So the last backup is 76 megabytes. Do I want to delete the old ones? What’s the plan here?

Jerod Santo

Yeah, man. There’s no reason to have them, because each one has the entire contents of the previous ones.

Gerhard Lazu

Oh, I see.

Jerod Santo

It’s not like differentials or anything. It’s like the entire folder structure of Changelog Nightly, which is all static files. Every night, we had two static files and send an email, and then we back it up. And so that’s just been happening for years…

Adam Stacoviak

Wow.

Jerod Santo

…and so I forgot about it. So yeah, this can –

Gerhard Lazu

Okay, so we’ll fix this.

Jerod Santo

Just keep the most recent one. Just keep one. In fact, tonight we’ll have a new one, so you can delete them all. We’ll create a new one tonight.

Gerhard Lazu

Cool.

Adam Stacoviak

[57:57] What do we do about tomorrow, though?

Jerod Santo

Well, we can make it run less often. [laughter] We can run it like weekly…

Gerhard Lazu

No, hang on… I think that’s fine. I think that’s fine. What we can do is set some sort of an expiration, or like auto-purging on the objects…

Jerod Santo

Oh, yeah, let’s do that.

Gerhard Lazu

Okay. That’s a better idea. Good. Okay, cool. So we’ll fix that as well. Great!

Adam Stacoviak

Keep the last 10…

Gerhard Lazu

Great.

Jerod Santo

I can’t believe the Nightly folder structure of just HTML files is 76 megabytes of HTML. That seems like a lot.

Gerhard Lazu

Well, it may be worth something. It’s a tar, so it means there is no archiving, no compression of any kind. I’m wondering if we can make it small. Where does Nightly run, by the way?

Jerod Santo

It’s a production Kubernetes cluster in my closet…

Gerhard Lazu

In your closet, right? [laughs]

Jerod Santo

It’s on an old Digital Ocean droplet.

Adam Stacoviak

I’d actually like to get rid of that, but you know…

Gerhard Lazu

Don’t say where it is, because I’m sure it’s so unpatched, I think… It’s like a honeypot to this point. [laughs] The exploits have exploits at this point.

Jerod Santo

Yeah, thankfully it’s just straight up static files served by, I think, NGINX.

Gerhard Lazu

No SSH.

Jerod Santo

Oh, yeah. No SSH. Don’t tell anybody that they can SSH to it.

Gerhard Lazu

Okay. No FTP. Nothing.

Jerod Santo

Nope. Can’t connect to it.

Gerhard Lazu

Right. Completely firewalled.

Jerod Santo

It’s actually air-gapped. Yeah, I don’t even know how it does what it does, because you have to walk over to it and put the thumb drive into it.

Adam Stacoviak

For every request you need to have somebody go plug it in.

Jerod Santo

Yeah. Every night we plug it in, and it runs, and then we unplug it.

Gerhard Lazu

Shouldn’t we put it on the Fly.
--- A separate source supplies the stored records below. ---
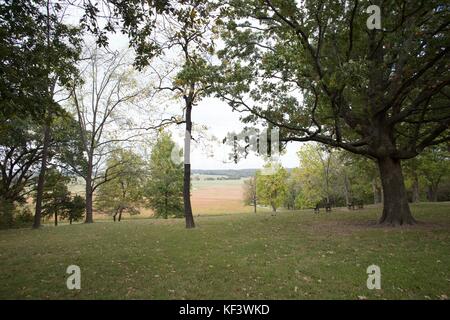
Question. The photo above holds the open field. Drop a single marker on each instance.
(209, 197)
(293, 255)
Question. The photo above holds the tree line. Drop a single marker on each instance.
(339, 178)
(311, 69)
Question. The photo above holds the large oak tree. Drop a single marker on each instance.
(314, 69)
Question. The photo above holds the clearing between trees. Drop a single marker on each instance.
(290, 255)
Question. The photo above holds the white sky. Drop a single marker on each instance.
(220, 120)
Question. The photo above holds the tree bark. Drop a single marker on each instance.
(41, 179)
(396, 209)
(415, 187)
(187, 170)
(89, 194)
(347, 189)
(432, 192)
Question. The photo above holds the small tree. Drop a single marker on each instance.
(250, 197)
(123, 193)
(271, 189)
(55, 196)
(164, 190)
(76, 208)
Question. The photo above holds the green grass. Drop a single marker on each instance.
(293, 255)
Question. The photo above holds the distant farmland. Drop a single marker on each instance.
(209, 197)
(218, 197)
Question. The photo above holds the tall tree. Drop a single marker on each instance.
(38, 52)
(164, 189)
(315, 70)
(271, 189)
(250, 197)
(123, 193)
(61, 46)
(178, 28)
(108, 84)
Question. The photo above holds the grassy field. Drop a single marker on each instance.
(209, 197)
(293, 255)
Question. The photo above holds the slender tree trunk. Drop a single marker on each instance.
(187, 170)
(89, 193)
(347, 189)
(415, 187)
(395, 207)
(41, 179)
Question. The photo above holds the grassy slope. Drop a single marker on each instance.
(294, 255)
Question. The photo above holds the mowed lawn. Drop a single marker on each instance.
(293, 255)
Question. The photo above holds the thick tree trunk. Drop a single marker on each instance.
(395, 207)
(187, 170)
(377, 192)
(41, 179)
(348, 196)
(89, 194)
(432, 193)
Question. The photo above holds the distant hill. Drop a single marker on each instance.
(231, 173)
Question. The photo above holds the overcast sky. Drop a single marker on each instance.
(219, 119)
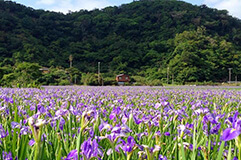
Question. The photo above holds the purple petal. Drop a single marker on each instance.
(229, 134)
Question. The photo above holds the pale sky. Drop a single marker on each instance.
(233, 6)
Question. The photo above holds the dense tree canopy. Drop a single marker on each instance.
(142, 38)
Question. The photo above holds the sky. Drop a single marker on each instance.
(233, 6)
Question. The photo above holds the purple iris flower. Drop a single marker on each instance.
(129, 145)
(235, 131)
(73, 155)
(90, 149)
(31, 142)
(7, 156)
(3, 133)
(104, 125)
(161, 157)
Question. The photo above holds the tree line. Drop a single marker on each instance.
(146, 39)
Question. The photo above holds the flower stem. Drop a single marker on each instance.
(239, 153)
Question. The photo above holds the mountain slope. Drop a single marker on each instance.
(138, 38)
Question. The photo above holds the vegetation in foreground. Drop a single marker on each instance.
(119, 123)
(145, 38)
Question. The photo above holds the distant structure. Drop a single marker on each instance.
(44, 70)
(122, 79)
What do you think?

Jerod Santo

We certainly could. Honestly, Changelog Nightly is like an entire subject. The quality has been degrading lately because of the rise of malware authors just attacking GitHub constantly. And so there’s a lot of malware stuff. The only change that I’ve made to Changelog Nightly in the last couple of years is just fighting off malware. We just don’t want malware repos showing up. And there are constantly – it’s cat and mouse. It has been.

Gerhard Lazu

Why don’t we just shut it down?

Jerod Santo

It still provides a little bit of value for about 4,000 people, you know…?

Adam Stacoviak

Yeah, it really does.

Jerod Santo

And me. I still read it. I still find cool stuff in there. It’s just harder yet to scan through some crappy stuff. There’s just some crappier repos in there, just because GitHub’s so big now. It’s become a little bit rigid, because it’s like an old Ruby codebase that sometimes – like, I’ve got gemfile problems on my local machine… You know, I can’t run it locally; I only can run it from that Digital Ocean server. So I go in there in Vim and edit stuff.

Gerhard Lazu

So you don’t want me to see it, that’s what you’re saying.

Jerod Santo

No, I don’t want you to look at it.

Gerhard Lazu

Gerhard is not allowed anywhere near this thing. [laughter] It just flips over!

Jerod Santo

This is legacy code. This is legacy code. I’ve thought about rewriting it in Elixir, and just like bringing it in and having like a monorepo deal. And then I’m like “Why would I put any time into this? There’s so many things I can work on.”

Gerhard Lazu

I see.

Jerod Santo

So Nightly is just kind of out there. We could definitely put it on Fly. I think that would definitely help our security story… But it might be tough, because it’s like Ruby 2, it’s like old gems, stuff like that…

Gerhard Lazu

If there’s a container for it, it doesn’t really matter. It really doesn’t.

Jerod Santo

That’s what I’m telling you there, it’s Ruby 2, it’s old gems… There’s no container, man. This is like pre-Docker.

Gerhard Lazu

No, no, I mean, there is a Ruby 2 container.

Jerod Santo

Oh, yes. I’m saying there’s no Dockerfile for Changelog Nightly, is my point.

Gerhard Lazu

We don’t need a Dockerfile. If there is a Docker container that we can start off, that’s okay. We can keep it exactly as it was. So I’m looking now at the Ruby Official on Docker Hub image…

Jerod Santo

Ruby 2.3.3, patch 222.

Gerhard Lazu

2.3. Yeah, there we go. Six years ago. It exists. We can pull it, we can base it off on this.

Adam Stacoviak

I kind of learning this with ChatGPT recently, with running – I didn’t want to set up a dev environment, it was actually just for fun, trying to run Jekyll without having to actually install Jekyll, or anything. Because Jekyll is notoriously just kind of hard to maintain, because it’s Ruby, and gemfiles, and all the reasons… And so I’m like “I want to just run the entire thing in a Docker container”, but still hit it from a typical web browser, like I would to develop a blog.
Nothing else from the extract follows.